Clues To Future Evolution Of HIV Come From African Green Monkeys
Monkey viruses related to HIV may have swept across Africa more recently than previously thought, according to new research from The University of Arizona in Tucson.
A vervet monkey, Chlorocebus pygerythrus, taken in Serengeti National Park in Tanzania. (Credit: This image is to be used only in conjunction with an article about the research described in this release.)
A new family tree for African green monkeys shows that an HIV-like virus, simian immunodeficiency virus, or SIV, first infected those monkeys after the lineage split into four species. The new research reveals the split happened about 3 million years ago.
Previously, scientists thought SIV infected an ancestor of green monkeys before the lineage split, much longer ago.
“Studying SIV helps us learn more about HIV,” said the paper’s first author Joel Wertheim, a doctoral candidate in the UA department of ecology and evolutionary biology. “This finding sheds light on the future direction of HIV evolution.”
All SIVs and HIVs have a common ancestor, added senior author Michael Worobey, a UA assistant professor of ecology and evolutionary biology.
The new work suggests African green monkeys’ SIVs, or SIVagm, may have lost their virulence more recently than the millions of years previously thought. Green monkeys almost never get sick from SIVagm.
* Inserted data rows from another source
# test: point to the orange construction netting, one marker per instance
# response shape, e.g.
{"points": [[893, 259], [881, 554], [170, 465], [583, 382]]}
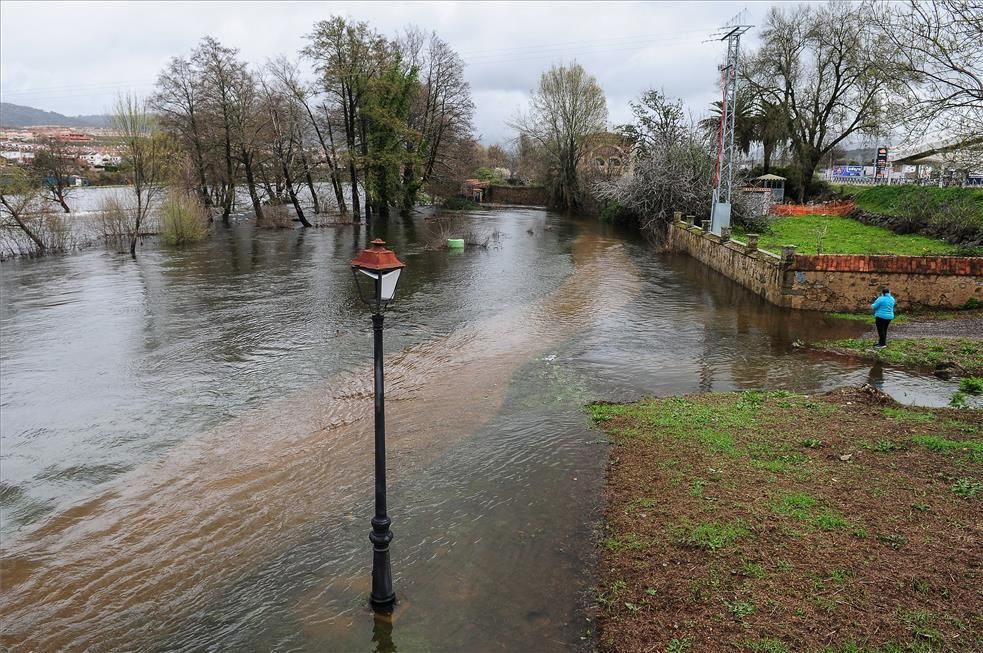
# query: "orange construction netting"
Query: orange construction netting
{"points": [[824, 208]]}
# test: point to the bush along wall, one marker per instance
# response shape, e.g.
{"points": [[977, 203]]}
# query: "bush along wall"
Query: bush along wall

If SIVagm was once a monkey killer, the change in its virulence may shed light on the future course and timing of the evolution of HIV.
The new research also challenges the idea that one ancient SIV was transmitted vertically, down through time, and evolved into many SIVs as its original host diverged into many different species.
Wertheim and Worobey suggest various SIVs arose because SIVs were transmitted horizontally, between primate species, and evolved into a new host-specific form only after transmission.
HIV arose from chimpanzee SIV that was transmitted to humans, probably when people had contact with chimpanzee blood from hunting and butchering the animals, Worobey said.
The team’s research article, “A Challenge to the Ancient Origin of SIVagm Based on African Green Monkey Mitochondrial Genomes,” is in the July issue of PLoS Pathogens and can be found at http://www.plospathogens.org. The National Science Foundation and National Institutes of Health funded the research.
Previous research had sketched out the family trees, or phylogenies, of the four species of African green monkeys and their accompanying SIVagm, but Wertheim wanted to know more.
“I wasn’t convinced by the evidence out there that these monkeys were infected before they speciated,” Wertheim said. “So I set out to perform a rigorous test of that hypothesis.”
He extensively sequenced the mitochondrial DNA genes of the four species of African green monkeys. Mitochondrial DNA is passed from mother to child.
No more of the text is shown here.